IR does not derive its value from telling the story. Its value lies in serving as trusted advisor for navigating the equity market.  Making the best use of shareholder resources. Understanding the money driving price and volume. You are not a storyteller.  You are the Chief Market Intelligence Officer. 

Think of the gonzo state of things.  I know what revenue every customer generates in our businesses, and what the trends are, the engagement is, the use of our data, what people click or don’t.  Yet too many public companies are spewing information to the market with NO IDEA what creates volume, why they’re traded, what sets price.

Is that wise?

So, what SHOULD we be doing?  The same thing we do in every other business discipline.  Use software and analytics that power your capacity to understand what drives returns.
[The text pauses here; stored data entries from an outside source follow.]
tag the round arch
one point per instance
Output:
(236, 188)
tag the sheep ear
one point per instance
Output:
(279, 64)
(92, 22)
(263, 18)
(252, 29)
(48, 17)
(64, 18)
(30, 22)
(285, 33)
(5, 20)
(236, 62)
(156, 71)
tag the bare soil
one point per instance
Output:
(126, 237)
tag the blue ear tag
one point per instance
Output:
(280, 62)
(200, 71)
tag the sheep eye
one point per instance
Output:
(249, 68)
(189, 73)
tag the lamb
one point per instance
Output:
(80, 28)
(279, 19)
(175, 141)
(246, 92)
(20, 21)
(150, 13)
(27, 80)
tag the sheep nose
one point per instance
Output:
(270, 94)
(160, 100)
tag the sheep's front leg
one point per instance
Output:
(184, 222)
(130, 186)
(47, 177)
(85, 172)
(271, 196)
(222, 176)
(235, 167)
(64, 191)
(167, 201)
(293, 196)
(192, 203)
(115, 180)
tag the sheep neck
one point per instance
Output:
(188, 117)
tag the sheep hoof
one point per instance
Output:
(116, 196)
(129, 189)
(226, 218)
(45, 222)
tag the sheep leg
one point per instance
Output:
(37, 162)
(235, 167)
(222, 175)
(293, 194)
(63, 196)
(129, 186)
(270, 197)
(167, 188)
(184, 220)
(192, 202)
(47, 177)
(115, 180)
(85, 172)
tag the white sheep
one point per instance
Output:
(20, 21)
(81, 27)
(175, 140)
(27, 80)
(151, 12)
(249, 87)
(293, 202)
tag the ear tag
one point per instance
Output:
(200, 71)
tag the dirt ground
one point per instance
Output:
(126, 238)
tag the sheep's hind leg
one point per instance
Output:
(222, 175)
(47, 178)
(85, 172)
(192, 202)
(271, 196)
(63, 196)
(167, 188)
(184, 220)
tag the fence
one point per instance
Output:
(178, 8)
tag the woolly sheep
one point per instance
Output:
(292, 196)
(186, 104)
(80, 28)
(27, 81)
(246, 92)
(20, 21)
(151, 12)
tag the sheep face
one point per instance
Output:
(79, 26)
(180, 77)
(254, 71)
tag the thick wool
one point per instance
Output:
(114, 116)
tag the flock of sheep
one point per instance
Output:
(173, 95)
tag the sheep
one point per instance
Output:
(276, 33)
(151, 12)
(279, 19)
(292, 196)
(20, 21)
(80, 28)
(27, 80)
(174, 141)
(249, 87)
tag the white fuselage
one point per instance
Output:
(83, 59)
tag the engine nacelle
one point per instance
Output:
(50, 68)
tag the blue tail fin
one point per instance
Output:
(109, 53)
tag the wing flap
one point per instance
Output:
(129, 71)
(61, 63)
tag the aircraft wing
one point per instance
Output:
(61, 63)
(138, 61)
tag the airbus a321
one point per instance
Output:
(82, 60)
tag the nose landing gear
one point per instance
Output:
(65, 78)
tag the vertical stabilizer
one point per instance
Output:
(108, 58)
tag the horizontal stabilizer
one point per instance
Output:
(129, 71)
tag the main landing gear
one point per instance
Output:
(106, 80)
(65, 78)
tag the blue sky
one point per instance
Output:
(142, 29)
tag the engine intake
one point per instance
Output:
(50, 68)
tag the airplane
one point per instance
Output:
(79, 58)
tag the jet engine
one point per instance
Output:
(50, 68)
Do you understand what creates your price and volume?

Back to the Analyst Day. Don’t hold one because tradition says so. Do it if you benefit from it!  If your investors are fully engaged, you’re wasting their time and yours. That’s measurable.  You should know it well beforehand.

If they aren’t, set a goal and measure market reactions.  Realize that arbitragers will game your smoke plume.  That’s measurable too. Know what Active stock-pickers pay.  Know when Passives wax and wane. Know what’s happening with derivatives, and why.

Everything is measurable. But not with 1995 tools. Don’t do things just because you always have. Do them because they count.

That’s the IR profession’s opportunity, the same as it is everywhere else.